Post by feedingdragon on Jun 16, 2019 20:33:33 GMT
I did a search for what I'd like to find out, but didn't find anything. I have a couple of 28-pin 64k EEPROMs that I was planning to program for use as internal & external (in my 1750 REU,) function ROMs. I know how to set them up to switch between the 2 banks (32k each.) What I'm wanting to find out is if there is a way to disable them completely with the switch. What I had in mind was to use a DPDT switch that would select the Lo bank when to the left & the Hi bank when to the right, with the middle position disabling the chip all together. I've even selected the 4 function ROMs I'd like to have installed (have the burner,) though I'm having problems finding TASS 128, the link here doesn't work any more. I know that most have a means of exiting back to normal functions, but I prefer to just disable the chip if I can. The best I can work out would be to ground out (or maybe just disconnect,) the chip enable pin (pin 20.) But would like confirmation before actually implementing it on my physical system.
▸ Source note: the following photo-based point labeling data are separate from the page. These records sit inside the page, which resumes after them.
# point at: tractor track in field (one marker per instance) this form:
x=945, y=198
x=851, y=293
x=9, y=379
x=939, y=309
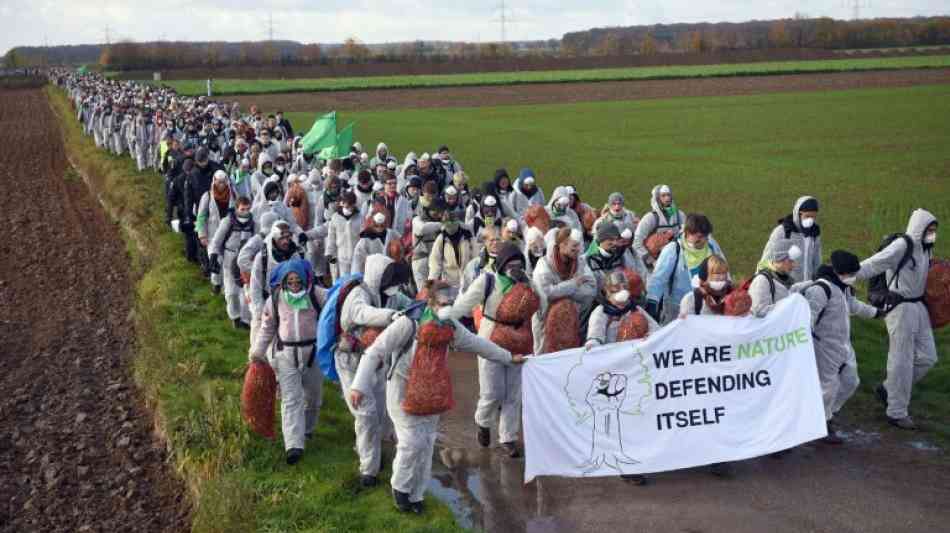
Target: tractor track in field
x=77, y=447
x=560, y=93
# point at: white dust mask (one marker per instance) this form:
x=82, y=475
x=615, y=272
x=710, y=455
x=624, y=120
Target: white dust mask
x=620, y=297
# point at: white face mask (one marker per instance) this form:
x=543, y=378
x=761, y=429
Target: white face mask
x=620, y=297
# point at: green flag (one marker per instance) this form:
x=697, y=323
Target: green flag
x=321, y=135
x=340, y=149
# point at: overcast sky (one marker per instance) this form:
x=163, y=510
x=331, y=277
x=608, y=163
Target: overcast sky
x=33, y=22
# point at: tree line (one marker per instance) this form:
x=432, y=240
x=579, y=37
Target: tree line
x=797, y=32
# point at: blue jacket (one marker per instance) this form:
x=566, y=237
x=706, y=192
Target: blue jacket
x=658, y=288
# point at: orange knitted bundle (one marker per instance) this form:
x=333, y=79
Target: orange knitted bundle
x=538, y=217
x=257, y=398
x=633, y=326
x=657, y=241
x=561, y=326
x=938, y=293
x=429, y=388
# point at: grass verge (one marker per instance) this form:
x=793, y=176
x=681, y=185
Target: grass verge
x=234, y=86
x=189, y=364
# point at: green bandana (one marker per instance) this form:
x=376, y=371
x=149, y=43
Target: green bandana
x=429, y=316
x=592, y=249
x=297, y=303
x=505, y=283
x=693, y=257
x=670, y=211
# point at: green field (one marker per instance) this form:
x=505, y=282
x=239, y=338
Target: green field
x=231, y=86
x=870, y=156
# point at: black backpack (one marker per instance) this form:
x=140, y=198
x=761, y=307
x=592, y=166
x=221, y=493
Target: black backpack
x=879, y=293
x=821, y=314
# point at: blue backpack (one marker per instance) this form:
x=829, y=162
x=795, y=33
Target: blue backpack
x=328, y=325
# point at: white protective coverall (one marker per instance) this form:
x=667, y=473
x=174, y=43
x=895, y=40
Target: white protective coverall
x=831, y=331
x=499, y=385
x=546, y=277
x=912, y=350
x=791, y=228
x=299, y=375
x=655, y=220
x=412, y=466
x=363, y=307
x=227, y=243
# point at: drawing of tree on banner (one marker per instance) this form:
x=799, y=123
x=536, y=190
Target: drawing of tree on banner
x=598, y=398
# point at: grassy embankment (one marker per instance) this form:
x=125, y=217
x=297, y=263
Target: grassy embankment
x=189, y=364
x=233, y=86
x=870, y=156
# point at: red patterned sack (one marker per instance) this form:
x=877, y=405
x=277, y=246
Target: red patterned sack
x=299, y=205
x=657, y=241
x=633, y=326
x=429, y=389
x=537, y=216
x=737, y=303
x=634, y=283
x=395, y=251
x=257, y=398
x=517, y=305
x=561, y=327
x=938, y=293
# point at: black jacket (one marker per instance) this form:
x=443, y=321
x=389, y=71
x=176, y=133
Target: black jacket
x=199, y=182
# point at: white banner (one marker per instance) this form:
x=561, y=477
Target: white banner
x=702, y=390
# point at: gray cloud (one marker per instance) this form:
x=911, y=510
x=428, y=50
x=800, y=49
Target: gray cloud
x=33, y=22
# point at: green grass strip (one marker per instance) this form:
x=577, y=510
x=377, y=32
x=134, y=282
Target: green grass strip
x=189, y=364
x=236, y=86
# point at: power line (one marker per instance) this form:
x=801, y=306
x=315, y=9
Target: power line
x=856, y=6
x=503, y=20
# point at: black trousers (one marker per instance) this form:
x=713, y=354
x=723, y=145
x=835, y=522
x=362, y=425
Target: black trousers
x=191, y=242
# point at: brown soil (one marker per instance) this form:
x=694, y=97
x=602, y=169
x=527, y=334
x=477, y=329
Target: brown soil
x=559, y=93
x=77, y=452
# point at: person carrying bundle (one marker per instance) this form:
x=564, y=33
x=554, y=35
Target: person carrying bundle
x=289, y=332
x=508, y=300
x=418, y=387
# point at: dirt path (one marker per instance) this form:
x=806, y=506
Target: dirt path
x=556, y=93
x=76, y=447
x=873, y=483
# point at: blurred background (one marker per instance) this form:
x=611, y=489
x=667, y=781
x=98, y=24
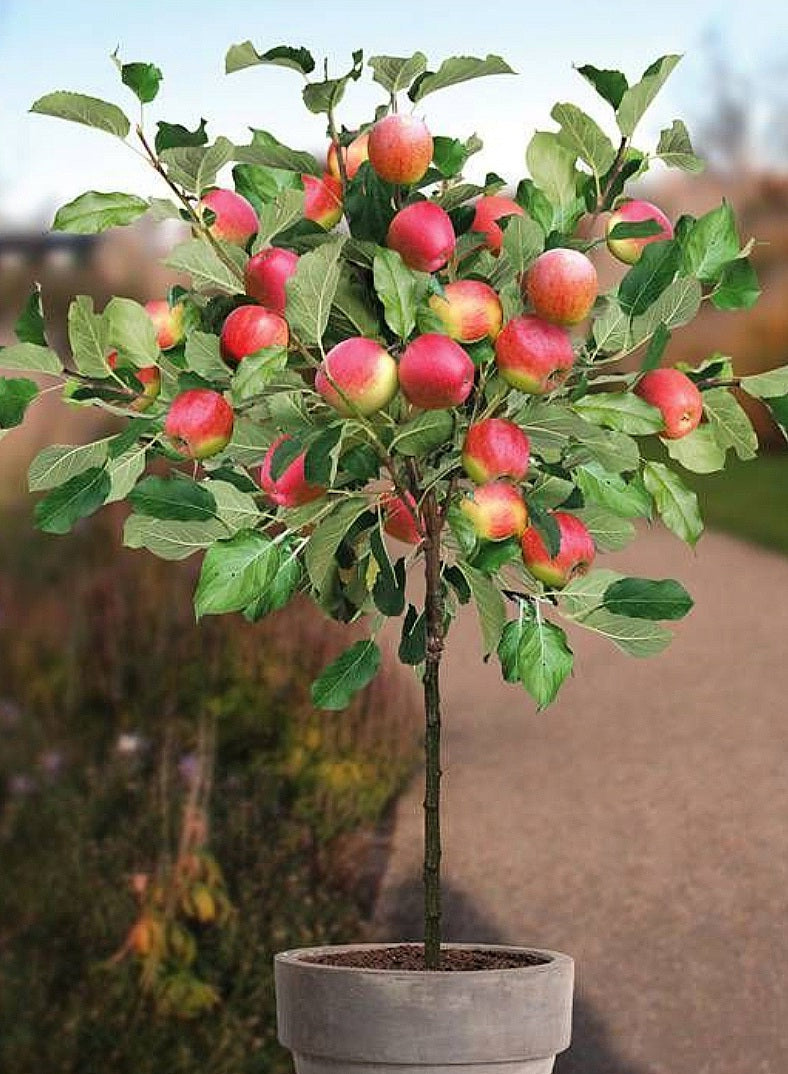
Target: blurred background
x=141, y=756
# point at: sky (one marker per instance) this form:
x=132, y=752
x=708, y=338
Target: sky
x=57, y=45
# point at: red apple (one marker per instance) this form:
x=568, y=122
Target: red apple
x=168, y=321
x=495, y=448
x=423, y=235
x=629, y=250
x=400, y=148
x=235, y=221
x=469, y=309
x=322, y=200
x=496, y=510
x=489, y=211
x=250, y=329
x=562, y=285
x=400, y=516
x=199, y=423
x=534, y=356
x=679, y=400
x=354, y=155
x=291, y=489
x=575, y=552
x=435, y=373
x=363, y=371
x=266, y=274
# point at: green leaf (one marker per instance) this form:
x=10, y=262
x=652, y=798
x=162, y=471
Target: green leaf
x=621, y=410
x=611, y=85
x=79, y=109
x=395, y=73
x=235, y=572
x=246, y=55
x=584, y=138
x=131, y=332
x=93, y=212
x=30, y=358
x=142, y=80
x=544, y=659
x=729, y=421
x=78, y=497
x=335, y=687
x=674, y=148
x=206, y=267
x=175, y=498
x=311, y=290
x=637, y=99
x=676, y=504
x=455, y=70
x=16, y=394
x=738, y=288
x=645, y=598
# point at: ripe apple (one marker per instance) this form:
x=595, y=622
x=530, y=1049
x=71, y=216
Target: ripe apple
x=322, y=200
x=562, y=285
x=496, y=510
x=200, y=423
x=235, y=221
x=354, y=155
x=533, y=354
x=469, y=309
x=266, y=274
x=495, y=448
x=489, y=211
x=400, y=148
x=149, y=377
x=423, y=235
x=575, y=552
x=399, y=518
x=363, y=371
x=168, y=321
x=291, y=489
x=629, y=250
x=679, y=400
x=435, y=373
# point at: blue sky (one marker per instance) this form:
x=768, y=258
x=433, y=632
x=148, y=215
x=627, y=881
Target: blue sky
x=53, y=45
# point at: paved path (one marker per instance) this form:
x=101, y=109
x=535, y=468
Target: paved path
x=640, y=825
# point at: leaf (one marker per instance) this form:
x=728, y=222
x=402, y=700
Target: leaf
x=16, y=394
x=621, y=410
x=645, y=598
x=611, y=85
x=206, y=267
x=637, y=99
x=738, y=288
x=310, y=291
x=674, y=148
x=335, y=687
x=544, y=659
x=245, y=55
x=171, y=540
x=729, y=421
x=79, y=109
x=698, y=451
x=676, y=504
x=455, y=70
x=31, y=358
x=176, y=498
x=78, y=497
x=235, y=572
x=584, y=138
x=395, y=73
x=325, y=539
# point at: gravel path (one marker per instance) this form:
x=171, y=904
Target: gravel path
x=641, y=824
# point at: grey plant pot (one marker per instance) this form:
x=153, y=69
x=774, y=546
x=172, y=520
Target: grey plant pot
x=345, y=1020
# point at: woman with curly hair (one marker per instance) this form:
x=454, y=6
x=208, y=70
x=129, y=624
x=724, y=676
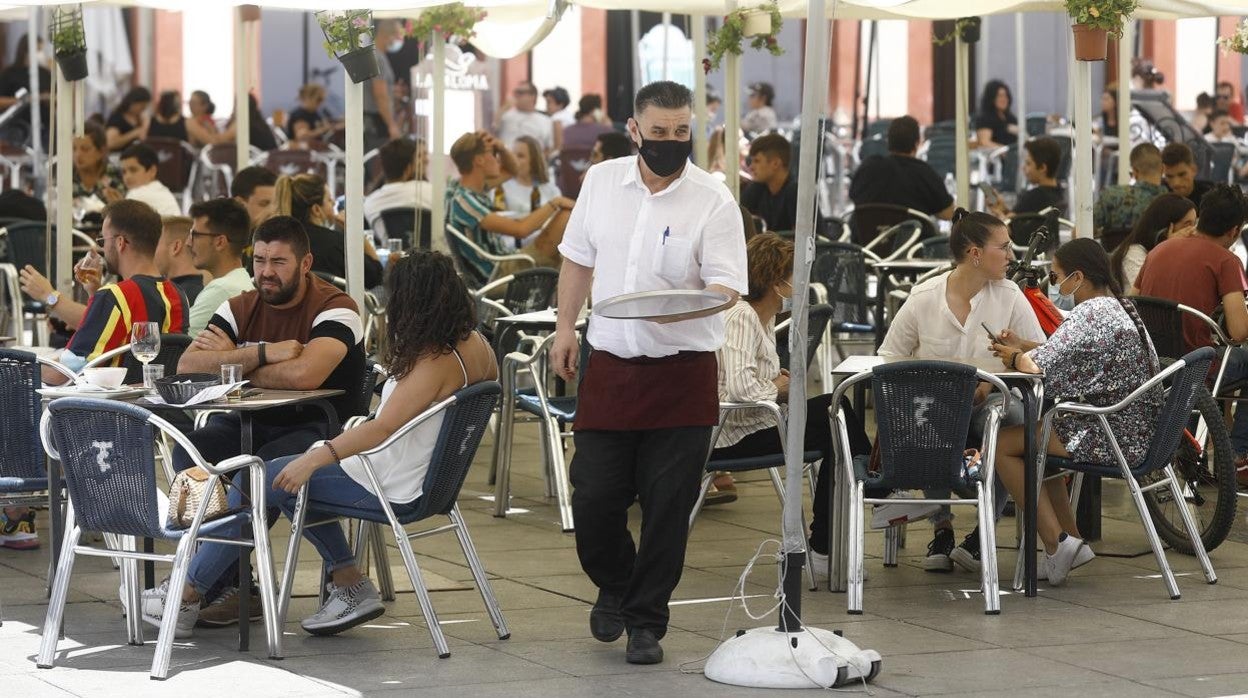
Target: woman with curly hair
x=433, y=352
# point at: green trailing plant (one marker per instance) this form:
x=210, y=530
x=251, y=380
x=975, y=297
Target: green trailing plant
x=728, y=38
x=448, y=20
x=969, y=28
x=346, y=30
x=1101, y=14
x=1238, y=41
x=68, y=34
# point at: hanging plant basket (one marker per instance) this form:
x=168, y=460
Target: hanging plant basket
x=741, y=24
x=452, y=21
x=1091, y=44
x=361, y=64
x=1093, y=23
x=69, y=41
x=348, y=36
x=756, y=24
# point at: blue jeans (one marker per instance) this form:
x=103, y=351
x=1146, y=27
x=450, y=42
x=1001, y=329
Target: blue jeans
x=979, y=421
x=1237, y=370
x=330, y=485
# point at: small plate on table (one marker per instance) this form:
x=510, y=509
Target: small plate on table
x=91, y=391
x=662, y=306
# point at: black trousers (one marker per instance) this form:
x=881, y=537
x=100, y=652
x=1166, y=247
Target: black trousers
x=818, y=437
x=662, y=468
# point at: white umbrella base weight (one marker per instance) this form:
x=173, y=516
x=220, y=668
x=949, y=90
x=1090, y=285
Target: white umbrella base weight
x=770, y=658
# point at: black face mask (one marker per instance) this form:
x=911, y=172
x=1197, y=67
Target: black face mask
x=665, y=157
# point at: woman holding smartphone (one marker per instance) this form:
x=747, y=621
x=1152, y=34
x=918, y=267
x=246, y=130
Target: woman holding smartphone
x=945, y=317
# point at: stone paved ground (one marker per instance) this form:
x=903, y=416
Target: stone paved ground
x=1111, y=631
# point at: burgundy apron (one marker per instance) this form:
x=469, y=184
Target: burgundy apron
x=648, y=393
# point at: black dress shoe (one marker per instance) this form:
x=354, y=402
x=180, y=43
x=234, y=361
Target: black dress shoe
x=643, y=647
x=605, y=622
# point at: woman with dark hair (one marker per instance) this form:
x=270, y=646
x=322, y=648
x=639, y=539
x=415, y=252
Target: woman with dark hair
x=169, y=122
x=1170, y=215
x=995, y=124
x=432, y=352
x=1098, y=355
x=944, y=319
x=306, y=199
x=129, y=122
x=92, y=172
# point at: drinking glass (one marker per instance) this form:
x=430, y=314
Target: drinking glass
x=232, y=373
x=145, y=344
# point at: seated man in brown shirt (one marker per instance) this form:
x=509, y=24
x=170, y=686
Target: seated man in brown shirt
x=1199, y=271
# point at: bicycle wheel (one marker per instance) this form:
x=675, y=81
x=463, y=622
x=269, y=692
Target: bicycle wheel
x=1206, y=472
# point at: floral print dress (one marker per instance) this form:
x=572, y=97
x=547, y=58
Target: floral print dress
x=1097, y=356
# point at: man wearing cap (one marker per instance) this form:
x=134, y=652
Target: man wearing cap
x=761, y=119
x=648, y=397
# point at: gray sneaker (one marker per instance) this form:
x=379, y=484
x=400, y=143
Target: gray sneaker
x=1065, y=557
x=154, y=611
x=346, y=608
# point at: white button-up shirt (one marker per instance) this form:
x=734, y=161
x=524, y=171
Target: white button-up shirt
x=925, y=327
x=684, y=237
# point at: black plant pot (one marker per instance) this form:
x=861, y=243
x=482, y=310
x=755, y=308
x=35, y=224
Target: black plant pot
x=361, y=64
x=73, y=65
x=970, y=30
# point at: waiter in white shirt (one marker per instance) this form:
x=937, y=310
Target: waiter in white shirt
x=648, y=398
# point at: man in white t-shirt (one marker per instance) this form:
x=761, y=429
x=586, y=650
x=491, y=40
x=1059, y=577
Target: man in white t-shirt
x=139, y=171
x=648, y=398
x=403, y=165
x=219, y=235
x=523, y=119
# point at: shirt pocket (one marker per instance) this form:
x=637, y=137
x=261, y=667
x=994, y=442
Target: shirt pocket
x=672, y=261
x=935, y=347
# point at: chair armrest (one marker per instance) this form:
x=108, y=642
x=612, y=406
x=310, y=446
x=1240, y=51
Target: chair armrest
x=235, y=463
x=1083, y=408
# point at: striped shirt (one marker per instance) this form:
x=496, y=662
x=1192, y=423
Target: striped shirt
x=466, y=209
x=115, y=307
x=748, y=363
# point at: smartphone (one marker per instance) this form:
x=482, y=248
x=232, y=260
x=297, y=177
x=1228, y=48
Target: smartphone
x=991, y=335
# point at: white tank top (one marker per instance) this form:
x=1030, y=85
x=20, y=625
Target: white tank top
x=402, y=466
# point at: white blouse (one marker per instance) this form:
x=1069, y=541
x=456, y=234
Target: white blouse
x=748, y=363
x=925, y=327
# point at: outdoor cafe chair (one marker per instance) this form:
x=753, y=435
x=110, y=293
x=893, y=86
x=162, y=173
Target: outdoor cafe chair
x=461, y=246
x=1182, y=380
x=553, y=415
x=464, y=418
x=922, y=415
x=771, y=462
x=106, y=450
x=23, y=467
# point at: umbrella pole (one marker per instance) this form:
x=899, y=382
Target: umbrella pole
x=791, y=656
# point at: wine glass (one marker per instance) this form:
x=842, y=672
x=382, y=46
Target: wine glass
x=145, y=345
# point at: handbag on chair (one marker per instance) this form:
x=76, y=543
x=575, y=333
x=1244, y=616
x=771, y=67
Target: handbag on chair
x=187, y=491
Also, I cannot seem to find the specs for the resistor that is placed between pins 1 (A15) & 28 (VCC) for the 64K chips. The clearest picture I could find (on this board actually,) wasn't quite clear enough on my monitor
Get a single pole 3 position switch. Connect the common to 5v and the first two outputs to a pull down resistor to gnd. The first output goes to the address pin. So selecting this position pulls it high. The second output (middle) goes to the eprom chip enable pin which is active low, selecting this pulls it high and turns the chip off. The third position is unconnected, so the CE pin and address pin both go low, enabling the other bank.
Basically, like this? Couldn't find a DT switch schematic Please mentally add a middle position & move the arms there, thank you. Could calculate the size of the resistors based on the current requirements of the chip. Except, the datasheet doesn't want to tell me how much current CE or A15 wants to pull. Could be missing something, I'll keep reading. This design is based mainly on an image elsewhere of a ROM selector wired like this (without the Chip Enable pin connections, of course,) and the new knowledge that CE is active low instead of high.
You will see the chip enable pin normally has a line over it, this denotes it's inverted.
So the chip is enabled when this input is low, when it's High the chip has it's outputs disabled. For pullup/down resistors this is VERY common in TTL logic. You can google this easily. (Ok, I googled it. People make this WAY more complex than it needs to be.) Just stick a 10k in there unless you have problems.
I can't quite tell from your schematic, but if you stick to my description all should be good. Anybody else can chime in if they think I got this wrong!
Post by feedingdragon on Jun 18, 2019 23:58:29 GMT
I had trouble, at first, figuring out your description. We're working from 2 different types of switches. I like your's better I'm working with a toggle switch, and your design is for a selector switch. I haven't actually purchased the switches yet, so I might go to the selector switch instead, as it is a simpler design.
That is with a slide switch. Would much prefer a 3 position rotary for this, though. Then I would change the layout to
Middle (or up) would be disabled, left would be lower bank & right would be upper For the slide switch, I'd put far left as off with middle being lower & far right being upper.
This also allows for moving the resistor to the switch instead of having to mount it on the sandwich or the chip. I could even put everything on the chip, depending on heat dissipation issues.
This is also a better design in that you are never grounding out VCC (even through a resistor, it's something that should be avoided.) But with the switches I'm used to working with, that becomes problematical. the middle position has everything open, so pulling CE high won't work. Of course, I could switch the low bank & off positions on the switch.... Will update that schematic Found a DPDT switch diagram in the library after all anyways. Though, the new design would work with a SPDT switch as well.